I denote by $m_n(q)$ the number of irreducible monic polynomials with degree $n$ over the finite field of order $q$. So the number of monic polynomials with degree is just $q^n$.
From this, how does it follow that $$ \prod_{n\geq 1}\frac{1}{(1-x^n)^{m_n(q)}}=\frac{1}{1-qx}. $$ I know $$ \frac{1}{1-qx}=1+qx+q^2x^2+\cdots $$ but I don't see an obvious relation between the coefficients of one to the other.
Thanks,
2nd try: Based on the help, I try to write this out in form $$ (1+x+x^2+\cdots)^{m_1(q)}(1+x^2+x^4+c\dots)^{m_2(q)}\cdots=\sum_{f\text{ monic}}x^{\deg f}. $$
Due to unique factorization, distinct products of monic irreducibles of determine unique monic polynomials.

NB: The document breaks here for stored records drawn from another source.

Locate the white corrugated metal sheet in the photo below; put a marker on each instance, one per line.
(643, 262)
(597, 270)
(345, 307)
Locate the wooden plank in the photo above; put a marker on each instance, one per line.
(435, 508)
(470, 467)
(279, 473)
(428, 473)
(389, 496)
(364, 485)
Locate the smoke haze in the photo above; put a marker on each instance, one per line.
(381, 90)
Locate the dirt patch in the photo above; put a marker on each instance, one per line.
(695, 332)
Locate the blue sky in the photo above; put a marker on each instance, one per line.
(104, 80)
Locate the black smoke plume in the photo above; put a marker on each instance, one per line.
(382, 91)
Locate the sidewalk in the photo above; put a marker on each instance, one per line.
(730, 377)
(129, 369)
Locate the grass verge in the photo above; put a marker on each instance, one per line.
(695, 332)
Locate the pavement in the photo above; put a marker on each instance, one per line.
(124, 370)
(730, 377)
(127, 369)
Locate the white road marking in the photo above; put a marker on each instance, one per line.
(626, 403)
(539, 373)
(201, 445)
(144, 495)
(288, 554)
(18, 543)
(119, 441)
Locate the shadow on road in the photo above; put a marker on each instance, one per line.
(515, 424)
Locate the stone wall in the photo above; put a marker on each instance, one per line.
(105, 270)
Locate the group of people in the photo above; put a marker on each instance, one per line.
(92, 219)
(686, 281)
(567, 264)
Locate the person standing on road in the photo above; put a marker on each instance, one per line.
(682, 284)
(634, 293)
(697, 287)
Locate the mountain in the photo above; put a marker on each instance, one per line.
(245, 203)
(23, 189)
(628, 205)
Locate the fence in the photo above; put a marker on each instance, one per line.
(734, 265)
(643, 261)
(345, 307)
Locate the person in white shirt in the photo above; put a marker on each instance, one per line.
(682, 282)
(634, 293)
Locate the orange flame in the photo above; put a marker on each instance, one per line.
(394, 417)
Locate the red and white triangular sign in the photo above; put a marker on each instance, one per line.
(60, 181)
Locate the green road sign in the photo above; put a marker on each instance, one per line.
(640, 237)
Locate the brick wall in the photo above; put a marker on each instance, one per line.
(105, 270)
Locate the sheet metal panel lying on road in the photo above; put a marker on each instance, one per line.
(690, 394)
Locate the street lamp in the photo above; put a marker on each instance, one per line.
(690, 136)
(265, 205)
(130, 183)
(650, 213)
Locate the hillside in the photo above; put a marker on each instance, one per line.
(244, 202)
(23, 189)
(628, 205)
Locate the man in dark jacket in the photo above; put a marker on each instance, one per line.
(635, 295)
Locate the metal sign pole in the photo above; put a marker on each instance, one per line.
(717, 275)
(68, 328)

So the coefficient of $x^{\deg f}$ is the number of monic polynomials of degree $\deg f$, But I'm having a hard time picturing how the expanded left hand side would count them for the identity to hold. Would someone be willing to explain this subtlety?
$q^n$ is the number of monic polynomials of degree $n$ over $\mathbb{F}_q$, so we can write $\frac{1}{1 - qx}$ as $$\sum_{f \text{ a monic polynomial}} x^{\deg f}.$$
Now, monic polynomials can be uniquely factored into a product of irreducible polynomials, and $\deg$ satisfies $\deg fg = \deg f + \deg g$. What does that tell you about how the above generating function can be factored? (This is closely analogous to how we derive the Euler product for the Riemann zeta function.)